During that career, I was fortunate to fly the DC8 as SO from August 1966 to June 1967, and then the DC9 as First Officer (FO), from June 1967 to 1972, I then flew the DC8 as a FO from 1972 to 1978 and finally transitioned to my first Captaincy as Captain on the B727. I flew the B747 Classic (Series 100 and 200) as FO from 1982 to 1986, when I moved to Captain on the DC8, which was exclusively engaged in flying freight, mostly through the night. In 1993, I had a short stay on the B767 as Captain before I moved to the B747 Classic as Captain from April 1994 to late 1998, when I made my final move to Captain on the B747-400, the ultimate flying job on the greatest aircraft that I had the privilege to fly. Interestingly, I spent approximately 25 of my 34+ years at Air Canada flying "Heavies" (which is defined as greater than 300,000 lbs Gross Take-off Weight).
In addition to my flying at Air Canada, I did indulge in flying at the other end of the scale and owned and operated a LA4-200, Lake Buccaneer, an amphibious 4 seat aircraft, for the years 1976 through 1981.
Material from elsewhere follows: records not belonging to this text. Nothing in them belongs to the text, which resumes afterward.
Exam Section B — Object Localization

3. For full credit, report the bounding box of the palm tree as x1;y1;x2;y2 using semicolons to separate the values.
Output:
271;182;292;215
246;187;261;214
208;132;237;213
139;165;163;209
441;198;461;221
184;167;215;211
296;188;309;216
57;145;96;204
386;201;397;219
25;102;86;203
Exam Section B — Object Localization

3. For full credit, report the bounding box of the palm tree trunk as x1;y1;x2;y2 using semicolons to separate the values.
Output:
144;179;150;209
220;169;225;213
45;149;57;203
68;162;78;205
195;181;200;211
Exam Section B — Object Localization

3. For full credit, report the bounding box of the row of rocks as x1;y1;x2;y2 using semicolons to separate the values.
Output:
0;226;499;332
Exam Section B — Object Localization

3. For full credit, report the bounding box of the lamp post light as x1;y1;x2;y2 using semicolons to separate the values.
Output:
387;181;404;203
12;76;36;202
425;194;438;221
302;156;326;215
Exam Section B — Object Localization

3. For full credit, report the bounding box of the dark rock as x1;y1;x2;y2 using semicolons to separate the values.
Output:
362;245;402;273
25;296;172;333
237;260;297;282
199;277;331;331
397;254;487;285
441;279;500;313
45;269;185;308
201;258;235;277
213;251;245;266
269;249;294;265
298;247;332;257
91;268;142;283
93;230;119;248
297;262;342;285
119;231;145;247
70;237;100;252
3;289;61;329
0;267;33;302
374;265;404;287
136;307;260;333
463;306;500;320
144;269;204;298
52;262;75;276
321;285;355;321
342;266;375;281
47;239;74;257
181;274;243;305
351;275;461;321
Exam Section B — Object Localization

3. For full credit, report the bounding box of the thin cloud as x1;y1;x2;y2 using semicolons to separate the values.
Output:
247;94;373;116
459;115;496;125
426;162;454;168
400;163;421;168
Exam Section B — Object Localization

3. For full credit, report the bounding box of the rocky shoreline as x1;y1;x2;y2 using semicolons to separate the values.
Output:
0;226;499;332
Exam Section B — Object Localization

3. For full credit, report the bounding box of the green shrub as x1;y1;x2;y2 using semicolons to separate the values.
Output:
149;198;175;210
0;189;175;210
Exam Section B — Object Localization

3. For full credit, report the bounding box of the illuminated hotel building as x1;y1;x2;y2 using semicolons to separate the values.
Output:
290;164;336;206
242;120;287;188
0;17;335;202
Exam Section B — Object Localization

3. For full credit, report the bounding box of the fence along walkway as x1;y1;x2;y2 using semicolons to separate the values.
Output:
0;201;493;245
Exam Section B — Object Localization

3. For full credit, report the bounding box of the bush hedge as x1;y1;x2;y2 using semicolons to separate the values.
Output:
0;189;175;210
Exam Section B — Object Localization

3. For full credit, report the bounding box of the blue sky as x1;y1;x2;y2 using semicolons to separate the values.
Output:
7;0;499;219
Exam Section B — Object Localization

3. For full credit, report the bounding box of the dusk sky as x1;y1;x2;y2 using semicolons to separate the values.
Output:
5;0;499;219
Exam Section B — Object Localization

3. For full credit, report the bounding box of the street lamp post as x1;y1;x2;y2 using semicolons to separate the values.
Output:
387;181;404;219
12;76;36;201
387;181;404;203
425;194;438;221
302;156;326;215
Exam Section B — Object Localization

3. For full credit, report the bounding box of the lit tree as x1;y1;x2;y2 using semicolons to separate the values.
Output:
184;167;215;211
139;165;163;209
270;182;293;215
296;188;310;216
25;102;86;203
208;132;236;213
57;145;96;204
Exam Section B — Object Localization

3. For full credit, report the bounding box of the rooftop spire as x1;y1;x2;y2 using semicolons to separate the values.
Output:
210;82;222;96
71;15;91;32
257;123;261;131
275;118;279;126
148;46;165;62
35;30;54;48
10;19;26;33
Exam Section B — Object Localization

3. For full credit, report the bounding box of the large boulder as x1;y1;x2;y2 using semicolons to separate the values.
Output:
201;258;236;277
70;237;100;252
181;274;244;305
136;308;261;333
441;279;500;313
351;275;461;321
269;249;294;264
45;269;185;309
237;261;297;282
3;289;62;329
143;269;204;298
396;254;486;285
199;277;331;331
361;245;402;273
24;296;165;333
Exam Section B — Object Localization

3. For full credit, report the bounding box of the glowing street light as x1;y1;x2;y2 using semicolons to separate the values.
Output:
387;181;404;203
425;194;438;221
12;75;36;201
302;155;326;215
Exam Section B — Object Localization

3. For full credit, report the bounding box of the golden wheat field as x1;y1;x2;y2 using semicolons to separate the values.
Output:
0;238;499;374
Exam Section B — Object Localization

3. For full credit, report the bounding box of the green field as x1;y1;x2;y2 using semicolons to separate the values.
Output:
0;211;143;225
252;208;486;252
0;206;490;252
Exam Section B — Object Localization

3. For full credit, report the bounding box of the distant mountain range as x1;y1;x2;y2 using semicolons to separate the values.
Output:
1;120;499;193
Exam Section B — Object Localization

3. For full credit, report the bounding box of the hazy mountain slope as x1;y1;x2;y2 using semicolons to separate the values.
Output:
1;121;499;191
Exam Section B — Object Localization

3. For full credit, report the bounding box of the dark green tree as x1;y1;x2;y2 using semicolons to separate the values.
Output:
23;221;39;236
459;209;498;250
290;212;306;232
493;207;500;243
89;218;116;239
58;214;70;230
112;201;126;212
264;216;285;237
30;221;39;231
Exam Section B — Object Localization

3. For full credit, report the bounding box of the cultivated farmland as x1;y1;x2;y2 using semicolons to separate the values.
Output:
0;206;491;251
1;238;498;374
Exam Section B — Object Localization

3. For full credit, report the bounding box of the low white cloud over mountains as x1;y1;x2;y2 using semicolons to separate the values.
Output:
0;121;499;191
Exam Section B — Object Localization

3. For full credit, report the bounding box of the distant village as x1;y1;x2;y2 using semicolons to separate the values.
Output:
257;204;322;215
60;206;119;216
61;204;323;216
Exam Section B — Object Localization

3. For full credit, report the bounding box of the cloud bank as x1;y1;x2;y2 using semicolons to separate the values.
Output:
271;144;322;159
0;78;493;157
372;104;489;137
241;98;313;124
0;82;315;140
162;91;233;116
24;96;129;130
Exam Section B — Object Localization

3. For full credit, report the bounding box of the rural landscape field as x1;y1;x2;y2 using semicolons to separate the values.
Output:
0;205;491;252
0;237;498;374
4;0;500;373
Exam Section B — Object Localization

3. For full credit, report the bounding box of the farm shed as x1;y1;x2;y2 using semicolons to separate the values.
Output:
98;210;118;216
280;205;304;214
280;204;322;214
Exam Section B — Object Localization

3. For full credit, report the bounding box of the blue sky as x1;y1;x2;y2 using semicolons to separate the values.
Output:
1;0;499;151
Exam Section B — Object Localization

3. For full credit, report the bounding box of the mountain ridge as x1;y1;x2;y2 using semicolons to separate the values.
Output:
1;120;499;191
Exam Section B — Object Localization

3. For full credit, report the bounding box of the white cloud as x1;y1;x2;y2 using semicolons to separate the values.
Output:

Outside of my flying career, I was able to utilize my Engineering and Town Planning training and eventually established and ran a successful planning firm with up to 30 professionals on staff at its peak. I also was involved in the establishment of an aviation consulting firm called AeroCan Aviation Specialists Inc. which continues to supply me with consulting challenges after a 30 successful years of operation, thus combining my Engineering background and my flying experience.
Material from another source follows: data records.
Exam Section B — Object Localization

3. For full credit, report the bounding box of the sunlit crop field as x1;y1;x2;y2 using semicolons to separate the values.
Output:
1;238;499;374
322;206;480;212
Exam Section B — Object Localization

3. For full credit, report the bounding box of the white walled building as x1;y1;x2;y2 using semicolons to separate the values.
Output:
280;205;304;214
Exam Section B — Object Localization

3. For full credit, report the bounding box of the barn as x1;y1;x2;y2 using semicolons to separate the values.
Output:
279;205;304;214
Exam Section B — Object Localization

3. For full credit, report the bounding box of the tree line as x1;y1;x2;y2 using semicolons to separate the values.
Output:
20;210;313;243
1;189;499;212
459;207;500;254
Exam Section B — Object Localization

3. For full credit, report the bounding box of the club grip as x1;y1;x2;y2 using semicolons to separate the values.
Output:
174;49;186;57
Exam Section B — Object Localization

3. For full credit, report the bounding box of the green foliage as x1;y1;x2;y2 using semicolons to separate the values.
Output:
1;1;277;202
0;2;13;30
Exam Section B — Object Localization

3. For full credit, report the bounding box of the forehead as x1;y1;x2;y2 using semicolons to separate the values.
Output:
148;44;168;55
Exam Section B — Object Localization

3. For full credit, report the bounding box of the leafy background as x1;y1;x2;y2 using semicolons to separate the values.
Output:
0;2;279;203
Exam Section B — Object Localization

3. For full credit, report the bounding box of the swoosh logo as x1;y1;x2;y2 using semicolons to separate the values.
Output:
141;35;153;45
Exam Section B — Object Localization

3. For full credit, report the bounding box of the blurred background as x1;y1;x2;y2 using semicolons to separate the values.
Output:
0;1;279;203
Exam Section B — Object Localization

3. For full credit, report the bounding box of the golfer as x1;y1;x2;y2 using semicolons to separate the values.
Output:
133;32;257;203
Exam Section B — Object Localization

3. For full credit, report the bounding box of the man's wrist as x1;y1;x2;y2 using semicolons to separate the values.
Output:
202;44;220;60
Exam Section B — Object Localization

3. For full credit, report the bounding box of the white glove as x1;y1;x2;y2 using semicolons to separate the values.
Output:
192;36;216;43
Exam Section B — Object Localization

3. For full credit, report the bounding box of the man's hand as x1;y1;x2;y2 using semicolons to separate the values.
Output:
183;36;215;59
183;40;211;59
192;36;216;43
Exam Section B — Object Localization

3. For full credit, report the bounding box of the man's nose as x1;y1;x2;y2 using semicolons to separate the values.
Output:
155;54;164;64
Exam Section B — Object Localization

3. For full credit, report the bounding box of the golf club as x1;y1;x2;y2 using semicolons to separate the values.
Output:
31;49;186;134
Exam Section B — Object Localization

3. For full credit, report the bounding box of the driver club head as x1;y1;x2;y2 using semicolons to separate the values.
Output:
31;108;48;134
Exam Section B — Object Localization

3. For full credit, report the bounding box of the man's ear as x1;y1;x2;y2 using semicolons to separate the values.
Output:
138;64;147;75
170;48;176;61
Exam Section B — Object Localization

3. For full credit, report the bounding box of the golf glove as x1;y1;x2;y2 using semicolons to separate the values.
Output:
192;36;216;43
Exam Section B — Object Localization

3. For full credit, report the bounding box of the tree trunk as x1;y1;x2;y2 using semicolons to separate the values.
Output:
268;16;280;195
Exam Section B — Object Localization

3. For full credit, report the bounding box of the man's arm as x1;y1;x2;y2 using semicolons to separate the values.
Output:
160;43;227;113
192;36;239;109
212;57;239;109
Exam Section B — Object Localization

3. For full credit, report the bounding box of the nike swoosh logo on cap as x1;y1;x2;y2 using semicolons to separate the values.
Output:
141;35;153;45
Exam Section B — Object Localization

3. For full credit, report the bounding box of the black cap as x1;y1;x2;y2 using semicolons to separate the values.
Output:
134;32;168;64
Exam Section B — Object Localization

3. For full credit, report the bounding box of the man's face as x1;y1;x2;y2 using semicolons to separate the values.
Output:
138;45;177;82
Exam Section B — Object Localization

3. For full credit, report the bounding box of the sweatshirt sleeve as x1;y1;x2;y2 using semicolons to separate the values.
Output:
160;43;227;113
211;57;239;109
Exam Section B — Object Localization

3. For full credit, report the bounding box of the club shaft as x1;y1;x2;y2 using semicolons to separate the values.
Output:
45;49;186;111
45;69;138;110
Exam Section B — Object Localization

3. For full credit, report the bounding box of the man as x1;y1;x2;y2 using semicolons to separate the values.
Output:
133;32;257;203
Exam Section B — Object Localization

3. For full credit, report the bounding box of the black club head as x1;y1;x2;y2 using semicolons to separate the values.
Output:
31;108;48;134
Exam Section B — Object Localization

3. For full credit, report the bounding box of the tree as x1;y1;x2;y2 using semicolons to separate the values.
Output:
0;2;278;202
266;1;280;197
After retirement from Air Canada, I was introduced to the Toronto Chapter of the Canadian Aviation Historical Society (CAHS) when I was asked to make a presentation to one of the monthly meetings. On 3 October 2002, I spoke to the Toronto Chapter on the topic of " Flying The Heavies." This occasion led to joining, first the Toronto Chapter of the CAHS, and then the National level of CAHS. I eventually got involved in the executive of the Toronto Chapter, working my way up to President of the Toronto Chapter for five consecutive years and also on the Executive Committee of CAHS National as Vice President Eastern Canada, and finally as President of CAHS National. I have thoroughly enjoyed my association with CAHS, particularly the people I was able to meet. I found it a humbling experience, notwithstanding my approximately 20,000 hours of flying time, to meet so many pioneers of aviation in Canada.
Now that I have retired from participation on the various CAHS executive positions, I can enjoy watching our daughter, Kelly, proceed through a successful aviation career which started out instructing at Toronto Airways at Buttonville Airport, to flying with Air Georgian on their Cessna Caravans, and then their B1900's, both as First Officer and also as Captain. She is now seven years into a career with Air Canada currently serving as a First Officer on the wide-body B767. Needless to say, both my wife and I are very proud of Kelly's aviation achievements on top of an Honours Degree in Kinesiology from the University of Waterloo.